The banshee is a supernatural creature of the Celtic British Isles (Ireland, Scotland, and the Isle of Man) whose name comes from the Irish bean sídhe (woman of the mound/ Otherworld). Her wild and grief-stricken wailing (or keening) foretells, but usually does not cause, the death of an individual. She can often be heard at twilight, midnight, or dawn beneath the windows of the soon-to-be-deceased’s home or along the trail of his or her funeral procession, and occasionally by a stream, grave mound, or other natural feature. Literature often features the banshee as a sorrowful old woman with bloodshot eyes and white hair, wearing a gray or green dress, and weeping at impending death, although at times she is a more sinister being who delights in or even causes death.
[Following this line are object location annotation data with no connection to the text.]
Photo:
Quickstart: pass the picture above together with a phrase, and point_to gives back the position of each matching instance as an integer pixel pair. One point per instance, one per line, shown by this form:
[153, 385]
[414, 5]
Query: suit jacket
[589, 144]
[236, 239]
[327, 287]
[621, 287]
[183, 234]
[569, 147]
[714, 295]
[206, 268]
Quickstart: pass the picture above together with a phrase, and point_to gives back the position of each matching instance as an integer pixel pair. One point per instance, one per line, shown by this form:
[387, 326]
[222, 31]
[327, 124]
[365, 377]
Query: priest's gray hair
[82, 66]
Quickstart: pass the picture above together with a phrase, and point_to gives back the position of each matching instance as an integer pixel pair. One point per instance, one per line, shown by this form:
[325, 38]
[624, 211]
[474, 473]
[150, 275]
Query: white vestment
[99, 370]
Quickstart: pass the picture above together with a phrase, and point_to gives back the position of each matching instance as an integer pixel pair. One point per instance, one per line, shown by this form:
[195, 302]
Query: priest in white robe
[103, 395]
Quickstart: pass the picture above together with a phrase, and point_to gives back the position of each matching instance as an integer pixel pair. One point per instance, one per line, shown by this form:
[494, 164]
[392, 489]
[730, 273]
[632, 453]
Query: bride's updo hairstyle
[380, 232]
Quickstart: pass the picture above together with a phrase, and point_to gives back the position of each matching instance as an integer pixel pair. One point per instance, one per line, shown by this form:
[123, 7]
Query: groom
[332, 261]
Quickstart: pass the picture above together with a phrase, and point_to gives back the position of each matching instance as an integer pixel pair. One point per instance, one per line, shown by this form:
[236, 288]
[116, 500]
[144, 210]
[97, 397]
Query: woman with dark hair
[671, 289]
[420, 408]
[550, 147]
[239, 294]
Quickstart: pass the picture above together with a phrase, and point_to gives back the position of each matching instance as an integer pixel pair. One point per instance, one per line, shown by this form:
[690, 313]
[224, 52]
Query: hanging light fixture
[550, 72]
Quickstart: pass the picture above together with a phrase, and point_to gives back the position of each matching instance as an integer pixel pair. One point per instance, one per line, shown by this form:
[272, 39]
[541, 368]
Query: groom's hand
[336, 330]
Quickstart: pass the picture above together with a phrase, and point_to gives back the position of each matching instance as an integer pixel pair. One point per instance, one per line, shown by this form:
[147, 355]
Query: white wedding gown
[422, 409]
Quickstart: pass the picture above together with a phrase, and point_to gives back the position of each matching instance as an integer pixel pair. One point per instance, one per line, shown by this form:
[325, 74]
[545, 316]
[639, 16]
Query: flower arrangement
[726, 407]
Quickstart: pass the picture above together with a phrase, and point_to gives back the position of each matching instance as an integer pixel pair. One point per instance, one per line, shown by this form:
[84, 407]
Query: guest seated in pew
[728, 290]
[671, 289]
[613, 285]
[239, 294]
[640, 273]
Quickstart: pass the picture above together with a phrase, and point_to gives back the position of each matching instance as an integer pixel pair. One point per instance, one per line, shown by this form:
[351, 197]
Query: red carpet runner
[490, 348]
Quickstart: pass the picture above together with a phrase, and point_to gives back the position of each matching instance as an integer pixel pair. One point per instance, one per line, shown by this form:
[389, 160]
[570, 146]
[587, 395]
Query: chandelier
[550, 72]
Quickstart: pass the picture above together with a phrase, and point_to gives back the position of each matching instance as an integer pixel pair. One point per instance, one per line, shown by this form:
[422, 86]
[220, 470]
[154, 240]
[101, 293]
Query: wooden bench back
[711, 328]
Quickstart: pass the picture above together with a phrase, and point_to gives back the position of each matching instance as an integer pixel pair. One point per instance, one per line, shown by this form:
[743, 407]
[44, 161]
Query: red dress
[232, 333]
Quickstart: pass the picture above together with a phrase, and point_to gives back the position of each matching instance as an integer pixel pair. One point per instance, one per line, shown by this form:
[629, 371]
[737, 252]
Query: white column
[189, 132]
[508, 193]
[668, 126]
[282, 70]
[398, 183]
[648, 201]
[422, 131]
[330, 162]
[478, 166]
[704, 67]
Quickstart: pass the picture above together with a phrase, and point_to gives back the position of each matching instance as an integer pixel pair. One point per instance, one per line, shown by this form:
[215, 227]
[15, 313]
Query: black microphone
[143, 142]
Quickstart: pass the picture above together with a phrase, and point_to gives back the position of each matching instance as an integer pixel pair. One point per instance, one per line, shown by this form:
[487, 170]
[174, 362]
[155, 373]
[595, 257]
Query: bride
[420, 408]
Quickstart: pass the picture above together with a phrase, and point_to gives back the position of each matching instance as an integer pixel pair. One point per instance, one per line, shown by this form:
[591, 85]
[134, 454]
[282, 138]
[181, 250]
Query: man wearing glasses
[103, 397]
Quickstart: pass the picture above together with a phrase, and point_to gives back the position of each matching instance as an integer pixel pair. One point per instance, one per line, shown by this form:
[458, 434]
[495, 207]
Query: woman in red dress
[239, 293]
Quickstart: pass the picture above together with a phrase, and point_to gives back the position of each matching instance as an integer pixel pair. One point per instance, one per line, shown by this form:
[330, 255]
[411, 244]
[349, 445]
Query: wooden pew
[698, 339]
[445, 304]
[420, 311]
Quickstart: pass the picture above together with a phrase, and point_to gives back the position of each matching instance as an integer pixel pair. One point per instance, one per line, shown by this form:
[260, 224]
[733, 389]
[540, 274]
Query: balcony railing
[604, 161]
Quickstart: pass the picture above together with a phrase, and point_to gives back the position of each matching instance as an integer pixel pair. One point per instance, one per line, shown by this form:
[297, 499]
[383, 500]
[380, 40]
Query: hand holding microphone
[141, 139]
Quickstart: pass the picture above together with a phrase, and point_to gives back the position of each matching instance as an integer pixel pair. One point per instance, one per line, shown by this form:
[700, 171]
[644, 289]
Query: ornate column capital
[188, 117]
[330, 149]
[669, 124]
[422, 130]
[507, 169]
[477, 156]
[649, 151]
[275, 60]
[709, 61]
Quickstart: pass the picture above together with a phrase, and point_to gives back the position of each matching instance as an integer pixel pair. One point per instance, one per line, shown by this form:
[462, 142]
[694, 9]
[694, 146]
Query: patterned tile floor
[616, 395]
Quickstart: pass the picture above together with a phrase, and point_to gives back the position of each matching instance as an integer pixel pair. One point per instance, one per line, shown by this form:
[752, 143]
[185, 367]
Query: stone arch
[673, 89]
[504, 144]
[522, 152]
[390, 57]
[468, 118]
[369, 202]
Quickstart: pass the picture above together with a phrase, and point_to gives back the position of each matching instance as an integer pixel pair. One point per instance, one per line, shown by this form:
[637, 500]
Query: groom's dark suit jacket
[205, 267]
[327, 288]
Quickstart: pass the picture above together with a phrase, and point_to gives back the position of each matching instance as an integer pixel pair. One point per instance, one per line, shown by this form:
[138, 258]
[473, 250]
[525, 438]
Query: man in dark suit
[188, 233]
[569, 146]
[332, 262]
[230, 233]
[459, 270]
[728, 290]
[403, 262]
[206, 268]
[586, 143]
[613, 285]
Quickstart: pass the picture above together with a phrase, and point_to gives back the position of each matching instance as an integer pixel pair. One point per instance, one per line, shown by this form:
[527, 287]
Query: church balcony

Some traditions believe that the banshee is the spirit of a woman who died while giving birth or of a murdered pregnant woman; and Patricia Lysaght describes how the banshee is often thought to be the deceased ancestor of a family of noble Irish descent and is therefore an “attendant spirit” whose lamentation is an extension of the family’s sorrow and grief (53-6). The banshee is sometimes known as the young and beautiful but terrifying badb (or badhbh) or the bean chaointe (keening woman), and is associated with other female spirits, such as the Scotch-Gaelic ban nighechain (washerwoman), the Scottish glaistig, and the Welsh cyhiraeth.